In order to assess WALA’s long-term impacts, the Expanding the Reach of Impact Evaluation (ERIE) team created a rigorously identified group of comparison villages to compare to the treated WALA villages. These comparison villages were identified by using data from the 2010 Demographic and Health Survey (DHS) and a variety of spatial covariate datasets that reflect pre-WALA conditions. The team combined these data to generate an interpolated gridded geographic surface of the percentage of stunted under-5 children at baseline in 2009. We used this surface to match each WALA village with a comparison village that had similar stunting rates at baseline. The final evaluation sample then included 100 village pairs randomly selected from the full set (with 100 WALA villages and 100 comparison villages).
Both quantitative and qualitative methods were utilized to collect follow-up data from WALA villages and comparison villages. The quantitative survey was administered in 2018 to 21 households in each of the 200 selected villages across the eight WALA districts. A subset of the sample involved revisiting households interviewed in 2013 as part of the project endline survey, while the remainder were randomly selected households. The household survey questionnaire covered health, nutrition, agriculture, income, and development project participation. It also included an under-5 child nutrition questionnaire, which included questions on maternal health and child nutrition. The enumeration team also collected the anthropometric measurements of children aged 6-59 months.

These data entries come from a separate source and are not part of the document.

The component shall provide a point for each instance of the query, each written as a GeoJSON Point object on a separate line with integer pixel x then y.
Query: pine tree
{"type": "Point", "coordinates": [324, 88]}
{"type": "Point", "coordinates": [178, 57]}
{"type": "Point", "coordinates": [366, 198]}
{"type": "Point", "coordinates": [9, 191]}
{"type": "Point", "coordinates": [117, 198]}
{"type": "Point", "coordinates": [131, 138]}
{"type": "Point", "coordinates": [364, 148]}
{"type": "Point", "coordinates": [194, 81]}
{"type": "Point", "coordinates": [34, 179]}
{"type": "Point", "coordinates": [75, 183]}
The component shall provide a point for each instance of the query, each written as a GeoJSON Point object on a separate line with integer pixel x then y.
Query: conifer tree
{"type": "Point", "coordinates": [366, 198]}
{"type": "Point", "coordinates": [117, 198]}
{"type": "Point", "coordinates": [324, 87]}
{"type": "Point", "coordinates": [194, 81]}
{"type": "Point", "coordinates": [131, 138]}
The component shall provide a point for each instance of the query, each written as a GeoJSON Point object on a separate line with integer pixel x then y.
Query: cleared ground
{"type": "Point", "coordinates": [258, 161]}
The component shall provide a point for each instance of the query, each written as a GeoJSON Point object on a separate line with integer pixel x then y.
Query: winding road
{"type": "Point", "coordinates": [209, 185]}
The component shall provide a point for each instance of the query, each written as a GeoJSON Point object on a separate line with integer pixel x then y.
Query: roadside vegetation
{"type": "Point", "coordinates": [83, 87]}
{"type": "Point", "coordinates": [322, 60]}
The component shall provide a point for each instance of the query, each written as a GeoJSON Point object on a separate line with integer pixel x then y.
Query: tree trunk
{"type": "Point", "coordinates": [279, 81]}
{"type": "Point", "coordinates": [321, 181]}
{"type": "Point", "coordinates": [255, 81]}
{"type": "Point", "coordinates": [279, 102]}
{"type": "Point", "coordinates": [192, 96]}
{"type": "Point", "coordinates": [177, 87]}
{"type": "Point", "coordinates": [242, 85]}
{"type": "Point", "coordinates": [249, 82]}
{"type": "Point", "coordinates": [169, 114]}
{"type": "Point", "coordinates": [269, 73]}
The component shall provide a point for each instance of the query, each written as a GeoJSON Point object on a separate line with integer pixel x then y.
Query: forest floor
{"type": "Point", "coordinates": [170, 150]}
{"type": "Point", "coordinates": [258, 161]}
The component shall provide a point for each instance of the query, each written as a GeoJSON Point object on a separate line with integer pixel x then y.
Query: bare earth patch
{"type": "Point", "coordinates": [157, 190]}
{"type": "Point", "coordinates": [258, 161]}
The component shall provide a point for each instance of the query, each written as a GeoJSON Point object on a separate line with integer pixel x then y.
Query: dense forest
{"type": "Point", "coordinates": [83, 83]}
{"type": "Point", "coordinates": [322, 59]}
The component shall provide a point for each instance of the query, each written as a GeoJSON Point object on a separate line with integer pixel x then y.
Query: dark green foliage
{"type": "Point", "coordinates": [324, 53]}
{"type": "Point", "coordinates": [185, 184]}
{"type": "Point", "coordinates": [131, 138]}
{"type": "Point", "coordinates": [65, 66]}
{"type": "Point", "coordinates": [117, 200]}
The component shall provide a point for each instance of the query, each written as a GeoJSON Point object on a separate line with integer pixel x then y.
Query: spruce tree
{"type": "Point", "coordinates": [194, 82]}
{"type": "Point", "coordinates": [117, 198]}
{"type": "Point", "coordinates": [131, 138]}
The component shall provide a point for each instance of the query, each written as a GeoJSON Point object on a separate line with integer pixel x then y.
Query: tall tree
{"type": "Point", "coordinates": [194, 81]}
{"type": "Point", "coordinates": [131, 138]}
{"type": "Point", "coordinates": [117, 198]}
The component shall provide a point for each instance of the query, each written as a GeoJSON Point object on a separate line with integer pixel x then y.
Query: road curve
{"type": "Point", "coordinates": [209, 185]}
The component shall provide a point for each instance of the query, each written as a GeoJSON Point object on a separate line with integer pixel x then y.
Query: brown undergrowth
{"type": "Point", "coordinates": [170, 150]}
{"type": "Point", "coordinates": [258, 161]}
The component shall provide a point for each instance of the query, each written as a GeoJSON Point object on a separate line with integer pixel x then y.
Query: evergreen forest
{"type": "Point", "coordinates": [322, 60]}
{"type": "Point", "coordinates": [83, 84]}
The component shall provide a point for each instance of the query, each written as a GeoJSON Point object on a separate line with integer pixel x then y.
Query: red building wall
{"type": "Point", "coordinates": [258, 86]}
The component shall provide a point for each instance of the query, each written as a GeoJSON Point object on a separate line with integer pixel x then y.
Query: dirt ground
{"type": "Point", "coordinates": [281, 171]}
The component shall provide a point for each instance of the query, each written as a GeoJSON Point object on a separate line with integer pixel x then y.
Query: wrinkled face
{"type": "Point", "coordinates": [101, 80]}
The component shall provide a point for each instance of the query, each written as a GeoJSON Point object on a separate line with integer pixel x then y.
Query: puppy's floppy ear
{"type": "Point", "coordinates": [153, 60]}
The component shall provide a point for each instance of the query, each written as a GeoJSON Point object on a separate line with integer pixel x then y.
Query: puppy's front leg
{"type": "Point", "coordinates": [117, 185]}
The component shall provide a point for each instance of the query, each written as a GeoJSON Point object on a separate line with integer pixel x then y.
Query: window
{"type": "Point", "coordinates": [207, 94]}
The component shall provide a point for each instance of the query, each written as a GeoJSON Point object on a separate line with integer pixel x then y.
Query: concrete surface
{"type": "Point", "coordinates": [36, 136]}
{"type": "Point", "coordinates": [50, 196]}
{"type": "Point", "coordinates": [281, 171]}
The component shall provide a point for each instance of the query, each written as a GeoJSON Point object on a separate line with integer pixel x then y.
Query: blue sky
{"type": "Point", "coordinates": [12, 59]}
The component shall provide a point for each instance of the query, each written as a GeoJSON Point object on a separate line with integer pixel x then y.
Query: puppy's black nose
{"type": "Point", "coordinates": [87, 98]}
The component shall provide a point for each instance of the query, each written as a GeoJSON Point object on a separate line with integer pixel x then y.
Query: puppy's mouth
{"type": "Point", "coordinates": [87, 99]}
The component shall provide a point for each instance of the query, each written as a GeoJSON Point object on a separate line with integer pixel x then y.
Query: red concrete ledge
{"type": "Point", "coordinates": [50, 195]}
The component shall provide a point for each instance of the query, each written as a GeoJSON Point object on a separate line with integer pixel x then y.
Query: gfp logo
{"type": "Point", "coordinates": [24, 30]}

Since the comparison group was initially selected based on comparability in predicted baseline stunting rates, it was possible that residual prediction error could potentially have resulted in a comparison group that was different from the treatment group in ways that were correlated with long-term outcomes. If this was the case, causal attribution based on comparisons between these groups could be biased. However, the research team confirmed that the treatment and comparison groups were indeed comparable by looking at a variety of demographic indicators in the household survey that were unlikely to change quickly.
An additional threat to the evaluation included potential contamination in the comparison group from other development activities. Should other development activities specifically target comparison group villages, it could attenuate any differences in true treatment status across the groups and thus hinder the research team’s ability to causally attribute results to these treatments. In order to address this potential threat, the household survey collected information about household participation in development activities in the past ten years and today. The data shows that households in WALA villages were 7.5% more likely to report having participated in at least one development activity than those in the comparison group. Given that WALA engaged a subset of households within villages and that a number of technical reasons shaded this estimate downwards, this suggests that the comparison group indeed reflects the counterfactual conditions for credible causal impact estimation.
Qualitative data collection was completed in 14 villages across four of the eight districts. Two districts were served by WALA follow-on projects (UBALE and Njira) while the other two districts did not have either follow-on project. The researchers selected villages that were surveyed by the quantitative team and that were nominated by implementers as locations where the WALA project was well implemented, the community was receptive, and interventions were perceived to be most successful in terms of adoption and outcomes. On top of this, researchers also looked at villages with the largest drop in stunting rates during the project. From this selection criteria, the qualitative team selected 14 villages where they conducted a total of 28 focus group discussions and 28 key informant interviews.
The team also interviewed a total of eight implementing partners and eight government officials. During the interviews, the discussion covered a wide range of topics including perspectives on WALA activities in general and their sustainability, household resiliency, coping mechanisms, livelihoods in the face of shocks, diversification of income sources, and reliance on direct food aid.